The decision to delay rate cuts is largely driven by the strength of the labor market and economic growth, which has reduced the urgency of taking expansionary monetary measures [2]. Additionally, the conditions necessary to justify a rate cut in September, particularly a slowdown in commodity inflation and a decrease in supply-side uncertainty, have not yet been met. This has led UBS to join a wave of brokerages in pushing back their US monetary policy easing forecasts, with many now betting on no policy easing this year [3].
The Fed's new chair, Kevin Warsh, will face his first big test as the central bank navigates the current economic landscape [1]. Warsh has previously stated that productivity gains from AI should permit lower rates, but the current inflationary pressures may force the Fed to take a more hawkish tone [2]. The European Central Bank has already raised rates in response to the energy shock arising from the US-Iran conflict, and the Fed may follow suit [2].

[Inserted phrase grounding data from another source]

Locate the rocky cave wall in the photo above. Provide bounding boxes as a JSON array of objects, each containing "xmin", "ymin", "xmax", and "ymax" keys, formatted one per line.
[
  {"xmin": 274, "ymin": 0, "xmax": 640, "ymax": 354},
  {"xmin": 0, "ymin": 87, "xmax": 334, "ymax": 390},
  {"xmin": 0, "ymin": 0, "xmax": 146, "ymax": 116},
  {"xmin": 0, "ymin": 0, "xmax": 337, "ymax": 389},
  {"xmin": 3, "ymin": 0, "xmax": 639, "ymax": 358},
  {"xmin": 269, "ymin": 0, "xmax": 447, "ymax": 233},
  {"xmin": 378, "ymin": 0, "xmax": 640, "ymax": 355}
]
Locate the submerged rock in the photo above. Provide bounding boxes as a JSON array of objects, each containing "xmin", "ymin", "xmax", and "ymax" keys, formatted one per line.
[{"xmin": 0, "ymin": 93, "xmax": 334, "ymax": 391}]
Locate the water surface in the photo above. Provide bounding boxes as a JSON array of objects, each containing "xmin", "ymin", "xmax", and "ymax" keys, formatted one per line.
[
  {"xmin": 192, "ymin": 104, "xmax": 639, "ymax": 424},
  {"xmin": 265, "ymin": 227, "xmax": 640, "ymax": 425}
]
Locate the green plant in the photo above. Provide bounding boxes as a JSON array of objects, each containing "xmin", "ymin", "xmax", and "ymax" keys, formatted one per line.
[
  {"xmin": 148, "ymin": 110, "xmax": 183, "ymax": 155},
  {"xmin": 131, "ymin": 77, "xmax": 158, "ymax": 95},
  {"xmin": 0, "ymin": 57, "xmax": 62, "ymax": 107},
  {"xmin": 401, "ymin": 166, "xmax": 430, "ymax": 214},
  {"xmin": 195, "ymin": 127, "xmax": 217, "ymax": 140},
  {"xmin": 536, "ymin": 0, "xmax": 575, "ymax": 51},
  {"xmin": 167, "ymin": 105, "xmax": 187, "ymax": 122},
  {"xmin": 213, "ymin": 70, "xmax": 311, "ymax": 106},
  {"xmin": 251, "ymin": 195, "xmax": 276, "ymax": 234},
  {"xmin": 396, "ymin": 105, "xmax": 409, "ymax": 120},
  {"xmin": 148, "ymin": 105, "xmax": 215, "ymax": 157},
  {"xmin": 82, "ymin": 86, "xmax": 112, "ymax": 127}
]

The delay in rate cuts is expected to have significant implications for investors, with UBS noting that markets are pricing too much tightening from central banks [2]. The bank expects the Fed to signal a further delay to rate cuts in its upcoming meeting, which will be Warsh's first as chair. With the current economic uncertainty, investors will be closely watching the Fed's moves, and the delay in rate cuts may lead to a shift in investment strategies [2]. The real question now is whether the Fed will be able to balance its inflation-fighting efforts with the need to support economic growth, and what this will mean for investors in the coming months.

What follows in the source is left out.